Revisiting the GameCube: A Personal Journey

My favorite console growing up was the Nintendo GameCube. I loved it so much that I carried that purple entertainment machine on its handle every weekend to my grandmother’s house in the Bronx. I loved it so much that even before my father bought me a GameCube for my birthday in 2001, I started saving every scrap of money that I came upon so that I could purchase a memory card (49 blocks of memory! Thanks Nintendo!), a game, Super Smash Bros. Melee (an excellent choice), and a carrying case. I bought the carrying case knowing that this machine and I were going places.

That was 2001, a weird year for an immigrant in the U.S. who happened to look Arabic. Let’s just say that I had a tough time. Luckily, the purple cube offered distractions that year in the form of Pikmin, Wave Race: Blue Storm, Luigi’s Mansion, Super Monkey Ball, and the aforementioned Melee.  I had fun that fall and winter. Looking back at the console’s lifespan from (September 2001 to 2007), I understand why so many people have such fondness for it, but I am also disturbed by how expensive it has become to buy games for it on the retro market. The GameCube sold less than its predecessors and the competition. Today demand for its games on the retro market is high leading to ridiculous prices—supply and demand 101. Nostalgia has people chasing GameCube games.

I got rid of my GameCube in 2006 to make way for Nintendo’s newest console at the time the Wii. Back then it seemed like a no-brainer since the Wii included backward compatibility. In hindsight, unlike the Wii, the GameCube was a console that I “loved”—weird how we can have such strong emotions for something as frivolous as a video game console. Yet, it is because of this frivolity that I love that purple machine. Its quirky design and whimsical games spoke to the innermost parts of my soul.

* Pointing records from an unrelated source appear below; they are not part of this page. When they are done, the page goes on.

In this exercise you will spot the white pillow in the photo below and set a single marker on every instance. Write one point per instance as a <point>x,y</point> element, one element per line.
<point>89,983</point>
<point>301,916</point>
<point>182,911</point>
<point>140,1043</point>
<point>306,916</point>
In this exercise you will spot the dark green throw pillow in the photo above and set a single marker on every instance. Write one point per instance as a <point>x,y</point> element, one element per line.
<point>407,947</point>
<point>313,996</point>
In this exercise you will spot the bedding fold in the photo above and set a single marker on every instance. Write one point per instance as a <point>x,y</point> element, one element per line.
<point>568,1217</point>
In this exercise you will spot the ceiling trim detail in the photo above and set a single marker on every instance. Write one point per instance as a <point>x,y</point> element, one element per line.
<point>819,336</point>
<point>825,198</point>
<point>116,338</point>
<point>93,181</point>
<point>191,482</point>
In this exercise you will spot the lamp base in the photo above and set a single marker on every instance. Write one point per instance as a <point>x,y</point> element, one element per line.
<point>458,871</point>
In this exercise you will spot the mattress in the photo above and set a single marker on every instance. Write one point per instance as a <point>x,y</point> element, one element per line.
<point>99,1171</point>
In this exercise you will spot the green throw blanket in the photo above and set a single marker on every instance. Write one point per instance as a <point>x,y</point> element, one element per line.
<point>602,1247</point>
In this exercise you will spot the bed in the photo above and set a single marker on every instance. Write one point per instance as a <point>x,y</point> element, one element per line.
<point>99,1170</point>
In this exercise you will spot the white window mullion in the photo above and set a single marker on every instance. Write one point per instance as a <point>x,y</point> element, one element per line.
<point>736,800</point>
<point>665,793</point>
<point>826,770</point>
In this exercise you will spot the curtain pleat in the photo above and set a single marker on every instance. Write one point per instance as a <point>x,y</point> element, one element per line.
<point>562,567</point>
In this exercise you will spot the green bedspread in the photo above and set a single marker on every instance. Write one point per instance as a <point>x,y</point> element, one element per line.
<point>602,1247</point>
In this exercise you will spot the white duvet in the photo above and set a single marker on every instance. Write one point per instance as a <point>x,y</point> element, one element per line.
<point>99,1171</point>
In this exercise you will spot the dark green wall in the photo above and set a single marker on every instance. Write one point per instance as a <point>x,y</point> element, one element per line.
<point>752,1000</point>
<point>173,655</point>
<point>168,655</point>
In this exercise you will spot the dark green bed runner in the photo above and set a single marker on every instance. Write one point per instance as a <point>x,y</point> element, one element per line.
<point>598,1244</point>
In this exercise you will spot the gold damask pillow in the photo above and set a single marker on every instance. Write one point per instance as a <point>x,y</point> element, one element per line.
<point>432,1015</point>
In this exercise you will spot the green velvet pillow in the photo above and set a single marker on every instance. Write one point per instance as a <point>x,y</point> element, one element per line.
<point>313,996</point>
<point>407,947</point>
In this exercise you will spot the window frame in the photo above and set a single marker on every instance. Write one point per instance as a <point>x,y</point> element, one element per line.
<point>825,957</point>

A few months ago, nostalgia got the better of me. I forked over some money to buy a GameCube. It came bundled with a memory card with 49 blocks of storage (thanks Nintendo!), two controllers, and the console’s original box in decent condition. I also bought one game for it, FromSoftware’s Lost Kingdoms. I want to replay Lost Kingdoms and other games for the console that aren’t readily available unless emulated.

The New GameCube

I look forward to playing Lost Kingdoms and maybe even writing about it on this site. This game made quite an impression on me when it was released in 2002. It shares a similar appreciation for gothic fantasy as FromSoftware’s more popular tiles. I have fond memories of it. I will also purchase some other games for the system in the future; maybe I’ll get Crazy Taxi.

*Picture taken by the author.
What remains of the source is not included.